Der deutsche Ökonom Lars Feld hat in der Schweiz doktoriert und befasst sich seither intensiv mit der Frage des Steuerwettbewerbs.

Das Interview führte Bernd Kramer, Wirtschaftsredaktor bei der «Badischen Zeitung».


Lars_Feld

Herr Feld, Steuerwettbewerb führt nach Einschätzung vieler Leute zu niedrigen Steuersätzen für die Reichen und geringen Sozialleistungen für die Armen.

Diese Vorstellung ist zu stark vereinfacht. Zwar übt der Steuerwettbewerb einen Druck auf die Steuersätze aus und schränkt die Möglichkeiten der Einkommensumverteilung ein. Aber er führt vor allem dazu, dass die Ausgaben des Staates geringer werden und die Staaten die Mittel, die ihnen zur Verfügung stehen, auch zielgenauer einsetzen. Das haben Untersuchungen in der Schweiz, wo die Kantone und Gemeinden ja im Steuerwettbewerb stehen, gezeigt.

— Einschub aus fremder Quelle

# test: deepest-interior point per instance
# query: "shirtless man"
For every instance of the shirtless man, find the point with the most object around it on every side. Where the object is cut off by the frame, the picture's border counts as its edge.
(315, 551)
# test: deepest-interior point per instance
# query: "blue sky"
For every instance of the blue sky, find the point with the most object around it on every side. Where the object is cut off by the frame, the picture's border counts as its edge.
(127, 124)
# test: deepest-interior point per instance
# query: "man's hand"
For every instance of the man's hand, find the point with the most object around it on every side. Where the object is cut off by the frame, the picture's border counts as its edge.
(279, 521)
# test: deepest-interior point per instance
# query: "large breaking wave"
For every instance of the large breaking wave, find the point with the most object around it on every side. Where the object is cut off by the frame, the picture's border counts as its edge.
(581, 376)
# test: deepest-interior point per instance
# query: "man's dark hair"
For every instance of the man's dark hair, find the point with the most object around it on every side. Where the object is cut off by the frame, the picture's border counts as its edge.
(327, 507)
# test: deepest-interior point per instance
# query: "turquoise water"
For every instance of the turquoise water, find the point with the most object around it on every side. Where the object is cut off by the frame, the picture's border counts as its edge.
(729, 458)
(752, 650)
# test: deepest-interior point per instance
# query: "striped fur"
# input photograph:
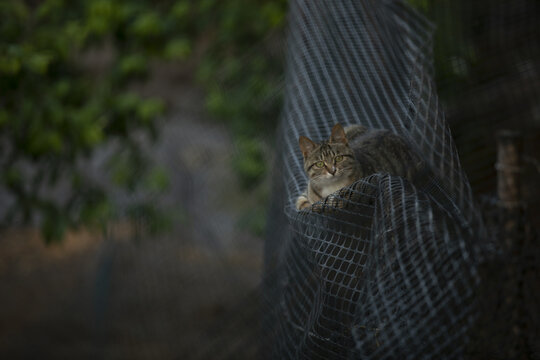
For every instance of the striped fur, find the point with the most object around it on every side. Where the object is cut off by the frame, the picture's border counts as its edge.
(351, 154)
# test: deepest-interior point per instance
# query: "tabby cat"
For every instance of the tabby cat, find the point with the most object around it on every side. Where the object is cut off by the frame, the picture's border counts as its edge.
(351, 154)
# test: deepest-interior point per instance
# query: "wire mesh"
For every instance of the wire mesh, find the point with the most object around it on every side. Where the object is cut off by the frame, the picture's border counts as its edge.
(385, 268)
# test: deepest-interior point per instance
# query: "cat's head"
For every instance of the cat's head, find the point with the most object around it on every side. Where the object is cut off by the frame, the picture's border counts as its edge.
(330, 159)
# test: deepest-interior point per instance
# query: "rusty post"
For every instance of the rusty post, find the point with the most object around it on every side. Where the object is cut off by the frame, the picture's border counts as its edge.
(511, 212)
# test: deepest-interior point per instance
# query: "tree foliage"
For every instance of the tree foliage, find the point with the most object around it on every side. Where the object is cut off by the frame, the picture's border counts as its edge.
(57, 108)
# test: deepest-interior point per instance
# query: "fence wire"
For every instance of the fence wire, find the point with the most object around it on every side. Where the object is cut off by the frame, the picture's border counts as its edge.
(387, 268)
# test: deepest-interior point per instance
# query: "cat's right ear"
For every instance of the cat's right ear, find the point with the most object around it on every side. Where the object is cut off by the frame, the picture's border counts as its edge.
(306, 145)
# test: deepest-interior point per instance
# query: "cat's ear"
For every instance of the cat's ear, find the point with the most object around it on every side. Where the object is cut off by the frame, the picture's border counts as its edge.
(338, 135)
(306, 145)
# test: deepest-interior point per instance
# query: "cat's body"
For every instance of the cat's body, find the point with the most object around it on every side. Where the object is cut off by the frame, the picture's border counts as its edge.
(351, 154)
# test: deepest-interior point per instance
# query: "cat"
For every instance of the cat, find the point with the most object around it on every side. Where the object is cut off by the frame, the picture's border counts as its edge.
(350, 154)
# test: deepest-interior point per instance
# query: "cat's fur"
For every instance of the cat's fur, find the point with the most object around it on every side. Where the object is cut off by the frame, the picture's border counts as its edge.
(359, 152)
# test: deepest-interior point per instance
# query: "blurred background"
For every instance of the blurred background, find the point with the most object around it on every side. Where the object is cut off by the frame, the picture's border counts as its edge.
(136, 151)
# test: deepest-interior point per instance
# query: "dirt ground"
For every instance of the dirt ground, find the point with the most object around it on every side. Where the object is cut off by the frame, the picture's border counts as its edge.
(90, 298)
(188, 294)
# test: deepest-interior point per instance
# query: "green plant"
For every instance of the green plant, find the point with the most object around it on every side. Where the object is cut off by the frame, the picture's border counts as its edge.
(56, 108)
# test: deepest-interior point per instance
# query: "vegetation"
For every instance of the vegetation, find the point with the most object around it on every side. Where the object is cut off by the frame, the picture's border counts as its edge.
(57, 109)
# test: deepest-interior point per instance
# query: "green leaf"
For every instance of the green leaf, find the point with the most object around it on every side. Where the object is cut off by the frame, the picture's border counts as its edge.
(39, 62)
(180, 9)
(150, 108)
(177, 49)
(146, 25)
(134, 64)
(9, 65)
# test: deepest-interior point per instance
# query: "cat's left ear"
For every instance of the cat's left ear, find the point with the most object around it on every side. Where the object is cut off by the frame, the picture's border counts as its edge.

«Es wird nicht zuerst bei den Armen gespart»

Was heisst denn überhaupt zielgenauer?

Die Mittel sind knapper, aber es wird nicht, wie oft gefürchtet, zuerst bei den Armen gespart. Man kürzt vielmehr die Ausgaben für die Mittelschicht, wo die stärkste Umverteilung stattfindet.

Die Schweiz – der bessere Sozialstaat?

Wenn Sie als Ziel des Sozialstaats vor allem die Umverteilung von den Reichen zu den Armen sehen, dann ja. Nehmen Sie die Familienpolitik in Deutschland. Über sie wird vor allem innerhalb der Mittelschicht umverteilt. In manchen Fällen wie dem Elterngeld profitieren sogar vor allem die Bezieher höherer Einkommen. Das Elterngeld hilft sicherlich nicht bei der Bekämpfung der Kinderarmut.

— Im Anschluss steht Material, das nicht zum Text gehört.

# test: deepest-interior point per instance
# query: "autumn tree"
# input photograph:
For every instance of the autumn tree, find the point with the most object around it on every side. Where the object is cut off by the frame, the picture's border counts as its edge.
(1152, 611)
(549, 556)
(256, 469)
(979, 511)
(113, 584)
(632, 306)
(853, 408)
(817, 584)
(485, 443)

«Der, der zahlt, entscheidet»

Die Schweiz weist eine geringere öffentliche Verschuldung auf als die Bundesrepublik. Warum?

Um es plakativ zu sagen: Die Schweizer gehen vernünftiger mit ihren Mitteln um. Dazu trägt neben dem Steuerwettbewerb als wesentlichem Standbein des Schweizer Föderalismus auch die direkte Demokratie bei. Die Bürger haben selbst die Möglichkeit, über ihre Steuersätze und die Ausgaben des Staates zu entscheiden.


«Anlage in einem sicheren Hafen»

Das heisst: Der, der zahlt, entscheidet auch darüber, was ausgegeben wird. Hinzu kommt, dass viel ausländisches Kapital in die Schweiz fliesst. Immer schon ist der Kapitalzufluss in die Schweiz zum Teil durch Steuerhinterziehung oder Ähnliches bestimmt gewesen. Zum Teil floss das Kapital aber auch als Anlage in eine stabile Währung in einem sicheren Hafen.

Was macht einen guten Ökonomen aus? Gute Mathematikkenntnisse oder das Wissen über die Institutionen, Gesetze und die menschliche Natur?

Ein guter Wirtschaftswissenschaftler sollte sowohl ein guter Mathematiker als auch ein guter Kenner von Institutionen und Regeln sein. Mathematik hilft, wirtschaftliche Vorgänge klar und stringent darzustellen. Sie ist auch unverzichtbar, wenn man empirisch arbeitet.


«Man muss die Rahmenbedingungen kennen»
Also zum Beispiel testet man, wie sich unterschiedliche Politikansätze auf dem Arbeitsmarkt auswirken. Mathematik allein reicht jedoch nicht. Man muss auch die institutionellen Rahmenbedingungen kennen – wie zum Beispiel das Arbeitsrecht, das Sozialrecht und das Steuer- und Haushaltsrecht.

Lars_Feld_qLars Feld, geboren 1966, ist der neue Leiter des Freiburger Walter-Eucken-Instituts. Thema seiner Doktorarbeit, die er an der Universität St. Gallen war: «Steuerwettbewerb und seine Auswirkungen auf Allokation und Distribution: eine empirische Analyse für die Schweiz» Von 2002 bis 2006 war Feld Professor für Volkswirtschaftslehre an der Philipps-Universität Marburg. Danach wechselte er nach Heidelberg, wo er einen Lehrstuhl für Finanzwissenschaft übernahm.

Der Ökonom schätzt Interdisziplinarität – also die Zusammenarbeit mit Wissenschaftlern aus anderen Forschungsgebieten wie zum Beispiel der Rechts- und Politikwissenschaft. Seit 2003 ist Feld, der jetzt auch als Professor für Wirtschaftspolitik an der Universität Freiburg lehrt, Mitglied des Wissenschaftlichen Beirats beim Bundesfinanzminsterium. Lars Feld ist verheiratet und hat drei Kinder.